Journal article
Novel serologic biomarkers provide accurate estimates of recent Plasmodium falciparum exposure for individuals and communities
DA Helb, KKA Tetteh, PL Felgner, J Skinner, A Hubbard, E Arinaitwe, H Mayanja-Kizza, I Ssewanyana, MR Kamya, JG Beeson, J Tappero, DL Smith, PD Crompton, PJ Rosenthal, G Dorsey, CJ Drakeley, B Greenhouse, JC Rayner
Proceedings of the National Academy of Sciences of the United States of America | NATL ACAD SCIENCES | Published : 2015
Abstract
Tools to reliably measure Plasmodium falciparum (Pf) exposure in individuals and communities are needed to guide and evaluate malaria control interventions. Serologic assays can potentially produce precise exposure estimates at low cost; however, current approaches based on responses to a few characterized antigens are not designed to estimate exposure in individuals.
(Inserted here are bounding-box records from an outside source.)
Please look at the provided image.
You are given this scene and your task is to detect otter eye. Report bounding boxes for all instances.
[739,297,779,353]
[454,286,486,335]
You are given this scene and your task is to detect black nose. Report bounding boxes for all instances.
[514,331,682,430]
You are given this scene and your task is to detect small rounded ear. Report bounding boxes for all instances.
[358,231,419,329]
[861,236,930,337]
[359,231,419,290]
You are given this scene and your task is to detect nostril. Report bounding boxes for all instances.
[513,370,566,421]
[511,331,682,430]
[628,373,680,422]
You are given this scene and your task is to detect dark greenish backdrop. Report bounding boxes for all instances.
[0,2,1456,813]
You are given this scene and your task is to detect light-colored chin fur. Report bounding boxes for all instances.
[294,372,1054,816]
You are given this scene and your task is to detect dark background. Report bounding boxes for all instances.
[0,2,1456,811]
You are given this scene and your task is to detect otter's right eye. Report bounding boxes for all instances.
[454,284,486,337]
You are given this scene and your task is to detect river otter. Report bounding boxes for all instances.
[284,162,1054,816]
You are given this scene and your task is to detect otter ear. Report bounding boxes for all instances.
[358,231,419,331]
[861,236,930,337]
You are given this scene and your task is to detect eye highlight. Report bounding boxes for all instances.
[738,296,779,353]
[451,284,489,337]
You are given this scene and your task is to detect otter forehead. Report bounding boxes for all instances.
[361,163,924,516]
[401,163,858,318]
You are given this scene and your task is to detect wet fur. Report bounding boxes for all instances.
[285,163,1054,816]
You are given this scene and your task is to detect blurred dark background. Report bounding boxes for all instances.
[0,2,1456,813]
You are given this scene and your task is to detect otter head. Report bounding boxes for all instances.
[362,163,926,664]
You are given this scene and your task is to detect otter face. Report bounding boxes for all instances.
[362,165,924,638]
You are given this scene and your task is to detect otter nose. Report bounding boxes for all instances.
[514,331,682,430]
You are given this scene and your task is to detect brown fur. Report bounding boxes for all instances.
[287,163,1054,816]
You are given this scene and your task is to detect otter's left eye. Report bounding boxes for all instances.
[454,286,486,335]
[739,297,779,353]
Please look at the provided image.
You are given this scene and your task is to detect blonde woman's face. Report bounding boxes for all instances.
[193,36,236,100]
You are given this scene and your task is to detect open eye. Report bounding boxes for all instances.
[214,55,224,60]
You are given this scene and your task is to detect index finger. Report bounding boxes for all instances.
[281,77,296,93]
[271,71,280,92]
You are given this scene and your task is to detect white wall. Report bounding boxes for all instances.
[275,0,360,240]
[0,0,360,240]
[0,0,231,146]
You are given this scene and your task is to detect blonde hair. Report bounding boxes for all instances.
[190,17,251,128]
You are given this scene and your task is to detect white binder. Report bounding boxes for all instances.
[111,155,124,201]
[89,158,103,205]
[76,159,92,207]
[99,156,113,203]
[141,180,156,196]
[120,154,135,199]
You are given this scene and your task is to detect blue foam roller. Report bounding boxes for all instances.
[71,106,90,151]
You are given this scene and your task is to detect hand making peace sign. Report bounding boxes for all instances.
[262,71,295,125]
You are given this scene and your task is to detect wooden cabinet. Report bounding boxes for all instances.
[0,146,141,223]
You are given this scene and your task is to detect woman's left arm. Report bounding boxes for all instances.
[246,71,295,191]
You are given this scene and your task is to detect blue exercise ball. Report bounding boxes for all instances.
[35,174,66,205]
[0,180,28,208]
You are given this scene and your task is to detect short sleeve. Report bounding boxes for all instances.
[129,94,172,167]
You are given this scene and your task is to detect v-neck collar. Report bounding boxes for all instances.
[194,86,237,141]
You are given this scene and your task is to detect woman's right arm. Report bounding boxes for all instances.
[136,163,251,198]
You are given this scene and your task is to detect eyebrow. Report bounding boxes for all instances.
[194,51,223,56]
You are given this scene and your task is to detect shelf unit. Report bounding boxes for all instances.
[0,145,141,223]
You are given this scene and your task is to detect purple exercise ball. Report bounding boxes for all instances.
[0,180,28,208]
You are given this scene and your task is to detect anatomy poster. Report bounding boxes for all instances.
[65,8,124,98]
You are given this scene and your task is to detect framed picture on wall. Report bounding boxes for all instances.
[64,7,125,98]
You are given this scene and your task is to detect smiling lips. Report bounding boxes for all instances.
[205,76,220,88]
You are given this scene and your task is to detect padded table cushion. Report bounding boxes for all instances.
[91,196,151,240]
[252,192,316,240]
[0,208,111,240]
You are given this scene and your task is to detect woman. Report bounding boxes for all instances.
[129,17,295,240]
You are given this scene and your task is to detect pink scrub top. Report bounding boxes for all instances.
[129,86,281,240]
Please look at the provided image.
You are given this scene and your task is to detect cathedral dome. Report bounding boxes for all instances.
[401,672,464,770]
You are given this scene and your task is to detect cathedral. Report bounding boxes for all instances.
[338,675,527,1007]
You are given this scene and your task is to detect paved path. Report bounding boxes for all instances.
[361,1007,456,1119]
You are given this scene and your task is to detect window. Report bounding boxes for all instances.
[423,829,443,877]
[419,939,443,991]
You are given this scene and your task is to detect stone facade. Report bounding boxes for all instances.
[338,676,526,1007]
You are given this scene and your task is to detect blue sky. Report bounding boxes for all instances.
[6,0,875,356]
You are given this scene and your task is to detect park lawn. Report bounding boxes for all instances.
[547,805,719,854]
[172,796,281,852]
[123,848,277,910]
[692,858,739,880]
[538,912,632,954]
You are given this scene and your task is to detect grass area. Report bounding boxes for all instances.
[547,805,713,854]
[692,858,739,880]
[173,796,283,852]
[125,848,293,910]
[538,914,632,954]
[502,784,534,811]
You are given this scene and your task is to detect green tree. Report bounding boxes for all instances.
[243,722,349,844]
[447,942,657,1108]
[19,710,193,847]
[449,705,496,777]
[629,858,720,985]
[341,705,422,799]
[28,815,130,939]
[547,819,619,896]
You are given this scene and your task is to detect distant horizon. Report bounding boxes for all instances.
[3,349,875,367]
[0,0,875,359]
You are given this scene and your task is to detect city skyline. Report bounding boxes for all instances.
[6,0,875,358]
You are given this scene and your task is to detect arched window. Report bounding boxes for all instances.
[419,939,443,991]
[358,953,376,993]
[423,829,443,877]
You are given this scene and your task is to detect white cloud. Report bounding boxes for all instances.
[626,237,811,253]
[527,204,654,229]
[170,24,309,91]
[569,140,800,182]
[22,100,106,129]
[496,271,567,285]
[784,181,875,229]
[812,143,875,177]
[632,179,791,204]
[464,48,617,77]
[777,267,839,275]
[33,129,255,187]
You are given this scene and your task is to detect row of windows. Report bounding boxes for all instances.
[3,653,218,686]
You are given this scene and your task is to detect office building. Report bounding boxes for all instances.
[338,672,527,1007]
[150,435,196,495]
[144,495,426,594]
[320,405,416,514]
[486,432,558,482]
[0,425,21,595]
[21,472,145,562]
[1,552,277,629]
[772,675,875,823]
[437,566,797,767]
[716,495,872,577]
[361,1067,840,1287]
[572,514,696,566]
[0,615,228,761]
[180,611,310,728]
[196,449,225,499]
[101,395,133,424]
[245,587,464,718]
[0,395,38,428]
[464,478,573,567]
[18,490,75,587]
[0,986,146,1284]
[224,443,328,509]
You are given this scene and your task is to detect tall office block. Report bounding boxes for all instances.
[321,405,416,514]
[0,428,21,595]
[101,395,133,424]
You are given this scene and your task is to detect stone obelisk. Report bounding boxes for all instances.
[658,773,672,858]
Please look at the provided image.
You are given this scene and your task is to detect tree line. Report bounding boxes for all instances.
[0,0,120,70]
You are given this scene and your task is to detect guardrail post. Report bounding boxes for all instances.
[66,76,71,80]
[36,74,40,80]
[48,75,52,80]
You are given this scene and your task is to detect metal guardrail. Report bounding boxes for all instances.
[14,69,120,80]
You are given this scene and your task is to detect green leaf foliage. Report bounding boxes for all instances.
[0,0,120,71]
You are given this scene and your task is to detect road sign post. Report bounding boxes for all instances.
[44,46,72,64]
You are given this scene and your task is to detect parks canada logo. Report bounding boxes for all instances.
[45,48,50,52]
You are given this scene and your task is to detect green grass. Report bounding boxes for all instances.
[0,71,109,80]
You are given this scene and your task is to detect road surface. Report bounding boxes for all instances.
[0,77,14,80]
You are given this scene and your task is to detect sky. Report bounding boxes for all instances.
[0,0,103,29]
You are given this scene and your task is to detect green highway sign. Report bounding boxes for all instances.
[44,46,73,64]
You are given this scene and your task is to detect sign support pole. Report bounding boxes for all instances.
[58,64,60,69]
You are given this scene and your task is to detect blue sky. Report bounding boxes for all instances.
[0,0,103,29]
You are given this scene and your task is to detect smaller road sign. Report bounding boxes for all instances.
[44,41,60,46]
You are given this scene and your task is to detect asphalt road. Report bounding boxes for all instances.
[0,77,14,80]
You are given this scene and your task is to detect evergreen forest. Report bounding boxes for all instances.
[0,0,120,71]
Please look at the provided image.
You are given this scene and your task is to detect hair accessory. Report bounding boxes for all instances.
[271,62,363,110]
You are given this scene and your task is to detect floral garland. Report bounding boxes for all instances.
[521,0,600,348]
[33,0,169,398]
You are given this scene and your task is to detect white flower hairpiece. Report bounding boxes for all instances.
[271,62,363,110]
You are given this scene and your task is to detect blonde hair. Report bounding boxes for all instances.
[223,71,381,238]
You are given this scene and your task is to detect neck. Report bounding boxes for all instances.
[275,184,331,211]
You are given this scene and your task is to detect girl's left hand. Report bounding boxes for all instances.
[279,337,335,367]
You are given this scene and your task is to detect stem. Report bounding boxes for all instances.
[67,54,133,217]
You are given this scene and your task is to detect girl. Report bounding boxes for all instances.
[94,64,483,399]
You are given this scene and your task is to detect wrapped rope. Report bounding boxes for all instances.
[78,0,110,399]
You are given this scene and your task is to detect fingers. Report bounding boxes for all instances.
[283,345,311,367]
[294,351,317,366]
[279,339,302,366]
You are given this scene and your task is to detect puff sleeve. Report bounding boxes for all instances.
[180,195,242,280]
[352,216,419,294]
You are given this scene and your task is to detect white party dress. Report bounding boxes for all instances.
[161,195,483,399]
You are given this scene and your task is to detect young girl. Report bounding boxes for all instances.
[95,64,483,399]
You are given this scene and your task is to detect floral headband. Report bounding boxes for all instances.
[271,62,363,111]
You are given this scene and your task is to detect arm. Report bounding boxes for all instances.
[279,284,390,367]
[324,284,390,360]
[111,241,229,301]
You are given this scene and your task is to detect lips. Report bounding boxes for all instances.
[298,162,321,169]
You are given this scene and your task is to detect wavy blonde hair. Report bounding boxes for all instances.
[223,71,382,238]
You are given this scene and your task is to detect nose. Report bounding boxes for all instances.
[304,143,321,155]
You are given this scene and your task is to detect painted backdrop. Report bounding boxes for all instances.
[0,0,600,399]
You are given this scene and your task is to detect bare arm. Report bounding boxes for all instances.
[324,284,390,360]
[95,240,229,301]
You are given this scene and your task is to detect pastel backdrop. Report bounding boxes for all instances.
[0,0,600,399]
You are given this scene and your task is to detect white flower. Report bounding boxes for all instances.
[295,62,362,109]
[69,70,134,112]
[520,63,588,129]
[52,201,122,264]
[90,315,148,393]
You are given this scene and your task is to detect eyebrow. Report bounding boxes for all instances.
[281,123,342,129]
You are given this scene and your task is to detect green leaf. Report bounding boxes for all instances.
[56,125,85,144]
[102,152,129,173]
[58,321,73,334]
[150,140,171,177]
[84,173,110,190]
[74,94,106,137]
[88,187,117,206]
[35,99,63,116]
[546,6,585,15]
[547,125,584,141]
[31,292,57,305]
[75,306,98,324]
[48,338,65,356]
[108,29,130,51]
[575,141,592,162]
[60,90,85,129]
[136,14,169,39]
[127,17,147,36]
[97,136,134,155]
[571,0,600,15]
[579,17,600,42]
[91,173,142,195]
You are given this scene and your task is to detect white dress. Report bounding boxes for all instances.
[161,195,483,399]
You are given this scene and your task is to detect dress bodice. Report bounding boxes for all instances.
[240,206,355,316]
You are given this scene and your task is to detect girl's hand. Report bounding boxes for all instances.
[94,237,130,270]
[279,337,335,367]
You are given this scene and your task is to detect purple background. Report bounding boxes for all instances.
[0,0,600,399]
Pf-specific antibody responses differ by antigen, suggesting that selection of antigens with defined kinetic profiles will improve estimates of Pf exposure. To identify novel serologic biomarkers of malaria exposure, we evaluated responses to 856 Pf antigens by protein microarray in 186 Ugandan children, for whom detailed Pf ex..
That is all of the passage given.